Karina nampak berpikir. Mudah dicerna? Bubur? Emang masih ada tukang bubur jualan siang bolong begini?
"Bubur? Atau mau salad?"
Hanya itu yang terpikir oleh Karina.
"Yang mana aja."
Lihatlah, bosnya ini memang doyan sekali bilang terserah dengan bahasa yang berbeda, yah intinya terserah Karina yang pesankan.
Karina memesan Salad, dan buah. Meletakkannya di atas meja kerja Bara sesuai instruksi sang bos.
"Pak," serunya.
Bara bergumam.
"Saya mau izin cuti minggu depan bisa? Tiga hari, dari jumat sampai senin," jelasnya. Karena biasanya sabtu ia juga masuk kerja walau cuma setengah hari. Setengah hari bagi karyawan biasa kecuali Karina tentunya
Bara menoleh padanya. Tak biasanya Karina minta cuti.
"Mau haul Ibu."
"Oke. Langsung lapor ke bagian HRD nanti Saya Acc."
Karina tersenyum senang.
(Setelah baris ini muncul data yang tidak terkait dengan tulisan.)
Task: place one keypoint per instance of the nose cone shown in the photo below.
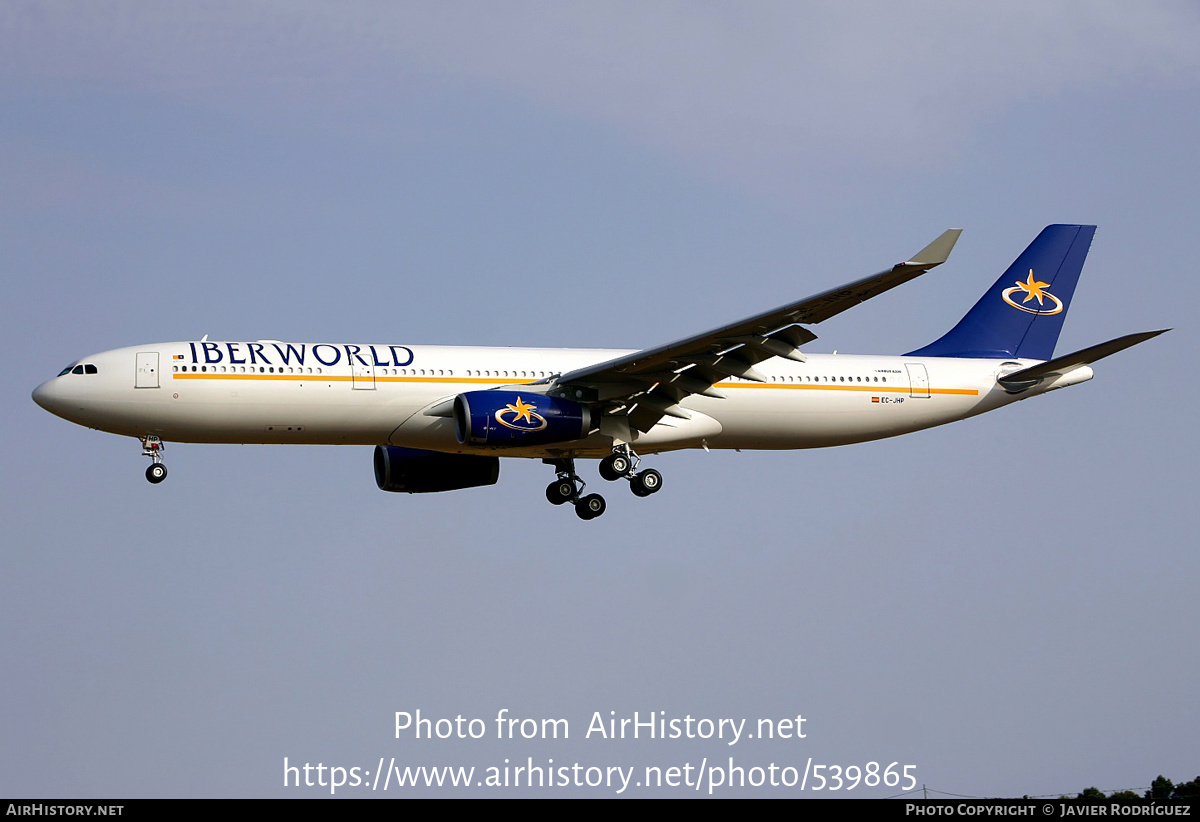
(49, 396)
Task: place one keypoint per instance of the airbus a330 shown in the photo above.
(442, 417)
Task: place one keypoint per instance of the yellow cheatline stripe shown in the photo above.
(492, 381)
(339, 378)
(873, 389)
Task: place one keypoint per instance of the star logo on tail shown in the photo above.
(1033, 288)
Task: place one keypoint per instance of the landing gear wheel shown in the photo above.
(561, 491)
(615, 466)
(591, 507)
(646, 483)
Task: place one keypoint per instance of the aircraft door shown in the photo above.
(147, 370)
(361, 376)
(918, 379)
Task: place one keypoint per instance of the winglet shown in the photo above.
(937, 251)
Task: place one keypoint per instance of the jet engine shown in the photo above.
(516, 418)
(414, 471)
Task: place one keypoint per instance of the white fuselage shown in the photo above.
(359, 394)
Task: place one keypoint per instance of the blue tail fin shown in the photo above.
(1023, 312)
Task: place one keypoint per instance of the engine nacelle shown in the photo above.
(414, 471)
(515, 418)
Berjalan menuju ruang HRD.
"Siang Bu Anggun," sapanya formal, karena memang ia sedang berurusan dengan HRD bukan Anggun teman kantor.
"Siang."
Karina langsung duduk di kursi deoan meja Anggun.
"Ada apa ni? Tumben ke sini?"
"Hehe. Mau minta form cuti."
Anggun menoleh.
"Oh Halu ya?"
Karina mengangguk. Karena memang Karina tak pernah cuti selain saat lebaran dan haul ibunya.
"Sudah bilang bos?"
"Sudah. Katanya Acc."
"Untuk pengalihan tugas kerja?"
"Biasa. Nanti koordinasi sama bu Anne." Andalan Karina saat sedang cuti.
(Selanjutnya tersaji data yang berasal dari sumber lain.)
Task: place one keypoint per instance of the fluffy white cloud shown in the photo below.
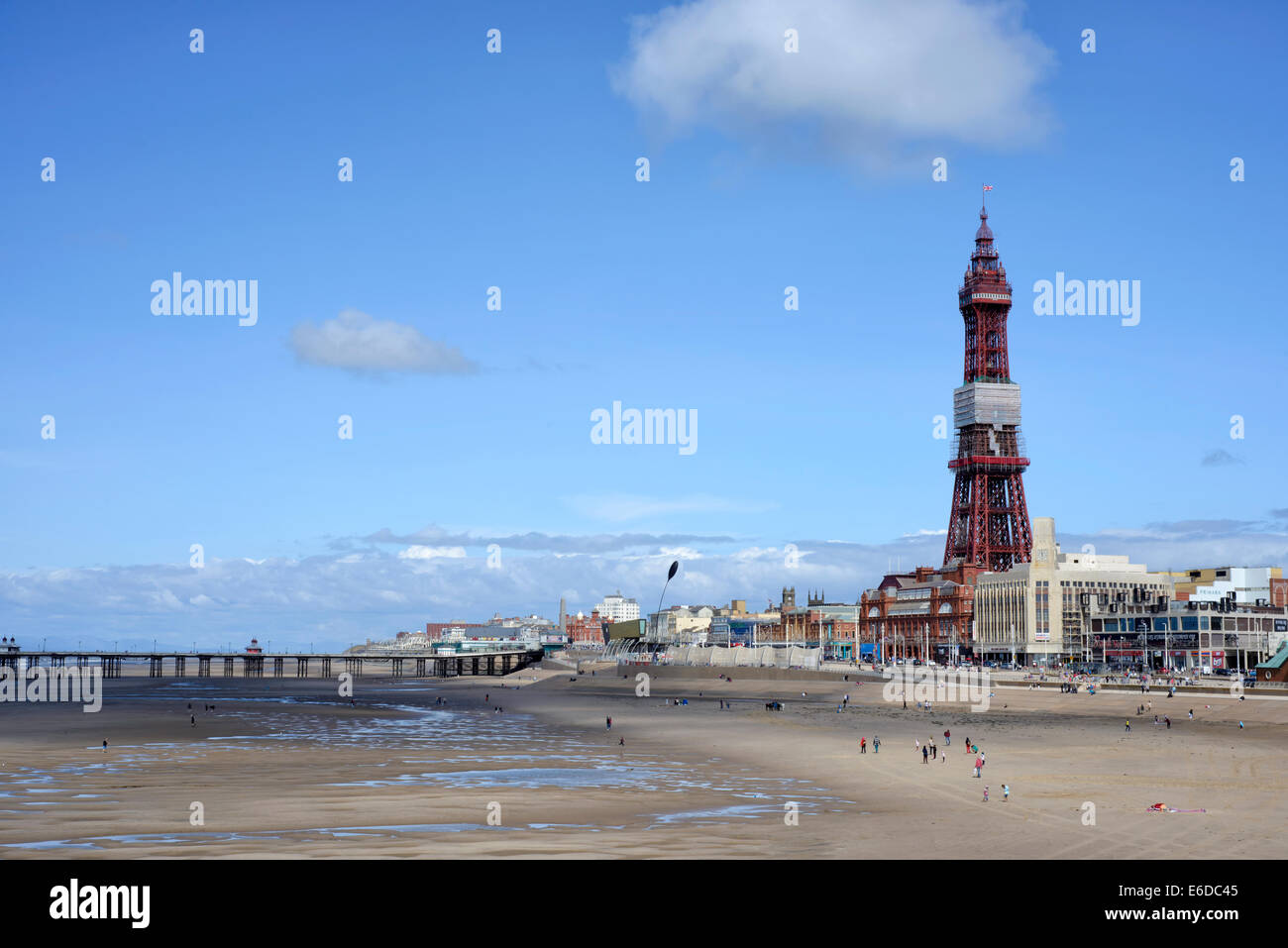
(430, 552)
(868, 78)
(361, 343)
(626, 506)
Mereka tak berbincang lama. Karina kembali ke ruangan Bara. Matanya tertuju pada makan siang Bara yang tadi ia beli. Hanya berkurang sedikit.
"Pak kok belum dimakan?"
"Nanti Saya makan."
"Nanti sakit loh Pak."
"Saya lagi gak selera makan."
Karina bergeming. Jangan sampai sang bos sakit saat ia hendak cuti, bahaya.